Published this week, the ‘Care Inspectorate annual reports and accounts’ records that 77 per cent of issues raised in earlier inspections have subsequently been answered by providers, while the body itself is so far performing well in meeting its budget obligations, completing 99.1 per cent of planned inspections over 2011/12 – with 68 per cent of those unannounced.

Chair of the Inspectorate, Professor Frank Clark, believes the body has made great strides in its short lifetime since it was formed in April 2011.

He writes: “Without question, managing change and transition and getting a brand new, national organisation up and running smoothly and effectively are significant challenges, but I believe we have met these and met them well. We now have the solid foundation we need to build on our work in years two, three and beyond.”

Chief executive Annette Bruton is similarly pleased with the body’s performance, writing: “Of particular note in our inspection programme was the increased frequency of inspection in care homes so that each care home will be inspected annually. We also carried out inspections of all regulated care services and strategic inspections of public bodies in relation to social work, social care and child protection. Alongside delivering our core business of inspection and regulation we have made efficiencies and can demonstrate that we add public value.”

On the challenges ahead she writes: “We need to get the balance right between regulation, inspection, assurance and improvement. Providing assurance to service users, the public and stakeholders about the quality and effectiveness of care services in Scotland is at the heart of what we do. This year we are developing new ways of working to ensure that we support improvement and raise standards through our inspection programme.”

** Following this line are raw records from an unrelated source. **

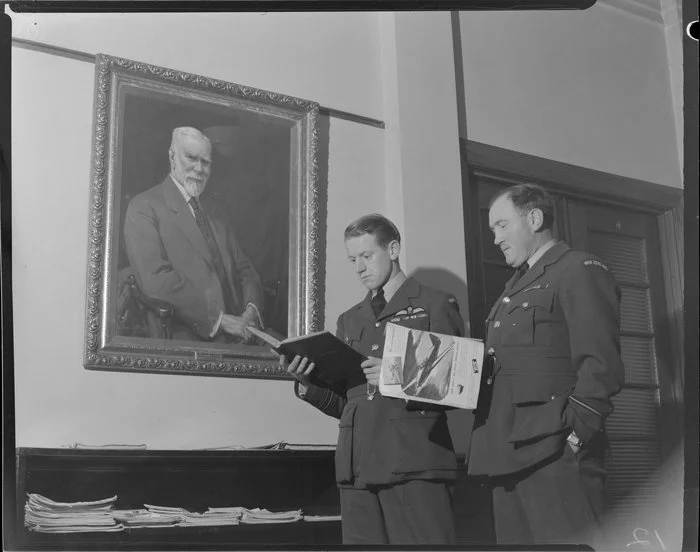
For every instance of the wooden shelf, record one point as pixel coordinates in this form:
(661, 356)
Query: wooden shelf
(195, 480)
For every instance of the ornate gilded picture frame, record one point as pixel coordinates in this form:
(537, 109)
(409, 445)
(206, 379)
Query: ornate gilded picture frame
(168, 280)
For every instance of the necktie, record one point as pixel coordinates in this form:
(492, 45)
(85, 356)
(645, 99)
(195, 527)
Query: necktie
(216, 260)
(520, 272)
(378, 302)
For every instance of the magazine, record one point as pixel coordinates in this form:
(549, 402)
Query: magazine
(431, 367)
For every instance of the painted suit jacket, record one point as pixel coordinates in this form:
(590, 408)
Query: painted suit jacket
(172, 262)
(385, 440)
(553, 351)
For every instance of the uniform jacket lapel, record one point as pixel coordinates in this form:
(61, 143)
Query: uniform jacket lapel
(514, 285)
(552, 255)
(402, 298)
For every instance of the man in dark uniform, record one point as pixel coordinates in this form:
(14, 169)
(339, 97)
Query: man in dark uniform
(553, 363)
(395, 460)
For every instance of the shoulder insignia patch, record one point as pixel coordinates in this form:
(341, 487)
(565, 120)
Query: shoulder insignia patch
(593, 262)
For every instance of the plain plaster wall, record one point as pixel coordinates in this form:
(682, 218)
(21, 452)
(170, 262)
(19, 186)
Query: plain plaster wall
(589, 88)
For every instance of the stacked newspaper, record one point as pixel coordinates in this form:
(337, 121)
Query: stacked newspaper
(213, 516)
(168, 516)
(44, 515)
(141, 518)
(260, 515)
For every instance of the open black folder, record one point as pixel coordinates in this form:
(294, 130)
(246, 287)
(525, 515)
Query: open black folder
(337, 364)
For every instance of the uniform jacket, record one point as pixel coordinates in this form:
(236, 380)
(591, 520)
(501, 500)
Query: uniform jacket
(553, 351)
(171, 260)
(385, 440)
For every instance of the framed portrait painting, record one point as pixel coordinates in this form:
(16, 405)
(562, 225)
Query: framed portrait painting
(205, 218)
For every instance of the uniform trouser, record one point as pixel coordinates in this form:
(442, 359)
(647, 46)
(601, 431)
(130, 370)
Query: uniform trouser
(414, 512)
(558, 503)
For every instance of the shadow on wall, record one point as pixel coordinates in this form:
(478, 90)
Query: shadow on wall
(445, 280)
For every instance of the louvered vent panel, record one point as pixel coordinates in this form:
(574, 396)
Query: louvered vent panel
(635, 310)
(632, 477)
(635, 414)
(639, 358)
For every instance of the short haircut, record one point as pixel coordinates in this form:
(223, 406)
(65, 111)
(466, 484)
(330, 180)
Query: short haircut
(376, 225)
(526, 197)
(190, 132)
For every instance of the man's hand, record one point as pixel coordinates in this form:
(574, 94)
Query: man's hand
(300, 368)
(236, 326)
(371, 368)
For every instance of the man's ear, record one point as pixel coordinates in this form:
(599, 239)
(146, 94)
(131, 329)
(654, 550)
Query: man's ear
(394, 250)
(536, 219)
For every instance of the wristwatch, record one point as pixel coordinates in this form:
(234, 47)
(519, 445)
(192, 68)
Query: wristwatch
(574, 440)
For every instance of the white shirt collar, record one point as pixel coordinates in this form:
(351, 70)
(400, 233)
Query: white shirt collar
(537, 255)
(180, 187)
(392, 285)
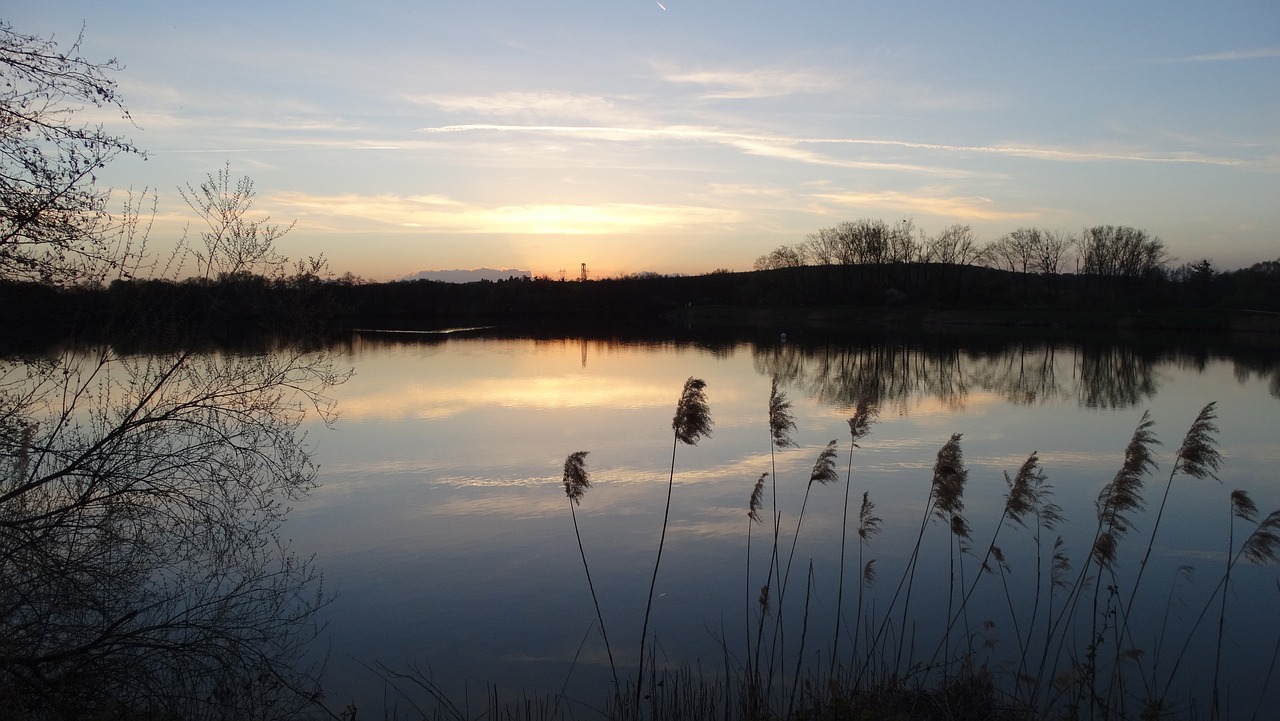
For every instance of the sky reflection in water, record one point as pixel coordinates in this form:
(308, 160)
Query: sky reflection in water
(443, 528)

The performance is particularly satisfying for the Inspectorate considering the anxiety caused throughout the sector by the collapse of Southern Cross. At the time the UK’s largest care home provider, the company operated 99 facilities in Scotland, putting more than 5,000 individuals at risk if the speedy registration of new owners could not be completed.

Professor Clark feels all parties involved performed well in the face of disaster, writing: “We worked in partnership with the Scottish and UK Government, Local authorities and service providers so that our newly formed National Registration Team was able to fast-track the registration of new owners. We successfully registered all but three of these new services within two months, to minimise the impact on people served by these care homes.”

He concludes: “The tremendous effort of staff at all levels has carried us through a period of uncertainty and change. We have been, and will continue to be, committed to driving improvement and innovation in Scotland’s services and in our own work.”

Looking forward, the SCSWIS (Social Care and Social Work Improvement Scotland) aims to maintain a commitment to inspections that are “intelligence-led, risk-based, transparent, accountable, proportionate and consistent”. While the body is also preparing to launch its own National Enquiry Line (NEL), to serve as a more simplified complaints procedure that will make it easier for service users to have their say.